Privacy-focused blockchain protocol Zama said it will accelerate compliance measures and proceed with its confidential $USDC launch after a US court lifted a temporary freeze on about $12.5 million in $USDC held in its cUSDC smart contract, according to a Tuesday X post by co-founder Rand Hindi.
The freeze, first reported by Cointelegraph on Saturday, stemmed from a temporary restraining order obtained in connection with an ongoing dispute involving stakeholders of an unrelated project, Overnight Finance. Circle froze the funds after receiving the court order, even though Zama was not a party to the case, according to Hindi's account.
“The same court has now lifted the freeze, determining that it was unwarranted,” Hindi wrote. He added that the protocol's cUSDC contract and all underlying $USDC had returned to normal operation.
The incident highlights tensions between privacy-focused blockchain infrastructure and centralized stablecoins whose issuers can freeze assets under court order.
Hindi argued that the episode “could have happened to any protocol holding freezable assets,” including decentralized exchanges, lending protocols and bridges.

Zama $USDC freeze lifted. Source: Rand Hindi
According to Hindi, approximately $12.5 million in $USDC was deposited into Zama's confidential $USDC wrapper on May 11.
He said the deposit address later became the subject of litigation and a temporary restraining order connected to a dispute involving Overnight Finance. Because the deposit represented more than 99% of the contract's total value shielded, plaintiffs sought a blanket freeze order through Circle, he said.
Jeremy Bradley, Zama's chief operating officer, told Cointelegraph the court ultimately concluded that freezing an entire smart contract pool imposed disproportionate harm on uninvolved users. He said Zama demonstrated that, because its protocol preserves visible sender and recipient addresses while encrypting balances and amounts, the disputed account could be isolated and frozen directly without affecting other users.
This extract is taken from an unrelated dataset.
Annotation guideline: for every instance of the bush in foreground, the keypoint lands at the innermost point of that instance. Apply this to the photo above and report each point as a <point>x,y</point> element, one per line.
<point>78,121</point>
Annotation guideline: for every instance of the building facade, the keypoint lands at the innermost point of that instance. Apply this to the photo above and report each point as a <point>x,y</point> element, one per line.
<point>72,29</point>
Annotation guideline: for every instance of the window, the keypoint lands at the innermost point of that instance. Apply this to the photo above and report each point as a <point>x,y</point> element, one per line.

Bradley said the case illustrates how protocols holding centralized stablecoins in pooled contracts may be exposed to similar risks. “Automated market makers, lending protocols, bridges, and anyone holding $USDC in a pooled contract is effectively one court order away from this exact situation,” he said.
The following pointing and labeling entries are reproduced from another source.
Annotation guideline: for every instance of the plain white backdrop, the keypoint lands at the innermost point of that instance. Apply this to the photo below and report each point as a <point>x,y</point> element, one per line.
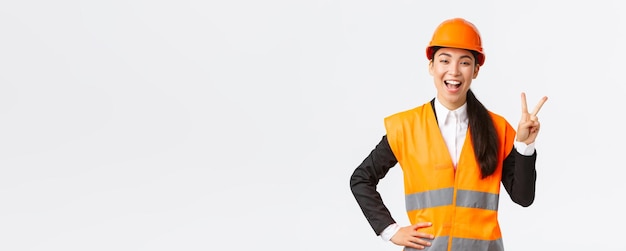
<point>214,125</point>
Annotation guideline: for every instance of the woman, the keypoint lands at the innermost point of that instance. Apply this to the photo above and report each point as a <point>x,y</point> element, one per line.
<point>453,153</point>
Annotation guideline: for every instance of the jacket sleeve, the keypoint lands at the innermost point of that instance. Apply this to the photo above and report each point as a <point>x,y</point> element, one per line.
<point>364,180</point>
<point>519,177</point>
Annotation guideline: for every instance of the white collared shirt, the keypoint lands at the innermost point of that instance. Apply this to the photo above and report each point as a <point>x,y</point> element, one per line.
<point>453,127</point>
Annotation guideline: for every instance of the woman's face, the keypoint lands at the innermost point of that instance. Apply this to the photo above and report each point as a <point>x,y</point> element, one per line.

Zama to accelerate compliance roadmap
In response, Zama said it will accelerate its compliance roadmap, including introducing automatic enforcement of compliance actions taken by underlying asset issuers.
Under the proposed framework, if Circle freezes a $USDC address, the corresponding confidential $USDC held by that address would also be frozen. The protocol also plans to establish a compliance council and integrate additional compliance and transaction-monitoring tools.
Bradley said the measures accelerate an existing roadmap rather than represent a change in strategy. “We always designed the protocol with programmable compliance in mind,” he said, adding that the incident made deploying those tools more urgent and would help provide institutions with greater confidence in the protocol's ability to respond to legal requests.
Despite the incident, Hindi said Zama remains committed to building on $USDC and plans to launch its cUSDC product later this month, including shielding $5 million of $USDC from its own treasury.
Bradley said the episode has reinforced interest from institutional users rather than dampened it, arguing that the court's decision to lift the freeze demonstrated that the protocol can operate within existing legal frameworks while preserving privacy features.
He added that Circle was acting pursuant to a court order and that the broader issue was the lack of tools for carrying out targeted freezes without affecting entire smart contract pools.